Amy LaBarre, Principal of Curriculum and Instruction noted that teachers are coming to her excited about what is happening in their classroom. Last year they decided they wanted to create a new stronger spelling curriculum. LaBarre said, “The teachers needed my guidance just for the process of development; they used their own resources to actually design the spelling curriculum. It was very exciting to see both the ownership and the leadership these teachers now have for their classroom and this excitement can only translate to improved results.”


“Teaching is more planning extensive. Teachers are very engaged, putting in the extra time when needed,” LaBarre noted, “We see our work now as a continuous learning and changing process. Teaching our students should never get too comfortable. Human nature wants us to look for the end – comfort; but if you are that comfortable, you probably are not doing what you should be doing.”
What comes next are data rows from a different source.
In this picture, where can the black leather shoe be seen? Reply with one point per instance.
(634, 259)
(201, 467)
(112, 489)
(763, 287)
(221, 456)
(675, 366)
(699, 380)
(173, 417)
Many districts look at their AYP results and if they have made it they breathe a sigh of relief and say ‘good enough’. In Pequot Lakes they are continually looking at their data to see where improvement is still needed. And improve they have. At the end of this year they saw 87% of the Kindergarten class at or above grade level, compared to 68% the year before. Strong results are also being seen in first grade with 77% and in second grade with an amazing 97% at or above grade level. Pequot continues to expect strong improvement in coming years. Both teachers and administrators believe growth in leadership and teaching skills will continue to translate into growth in student achievement.


Now Superintendent Linnell would not go back. Literacy Collaborative, along with its strong coaching, leading and learning component, has become the backbone of Pequot Lake’s primary structure. Pequot Lakes is currently expanding the model to third through fifth grades.


Mr. Linnell concluded, “Our motto is to do what is best for our kids. We assess both the positive and the negatives and then we address the negatives. It is a lot more difficult to address problems then to define them. But our staff is all on board and excited for the journey.”



Pequot Lakes’ literacy initiative uses many of the core principles found in The HOPE Foundation’s Failure is Not an Option (FNO) School Transformation Model. FNO’s six principles are:

1)    Common Mission, Vision, Values, and Goals

2)    Ensuring Achievement for all Students – Systems for Prevention and Intervention

3)    Collaborative Teaming Focused on Teaching for Learning

4)    Data-Based Decision Making for Continuous Improvement

5)    Gaining Active Engagement From Family and Community

6)    Building Sustainable Leadership Capacity


 Failure is Not an Option is a proven model supported by both the National Education Association and the American Association of School Administrators and is one of a small number of programs approved for use with federal School Improvement Grants (SIG).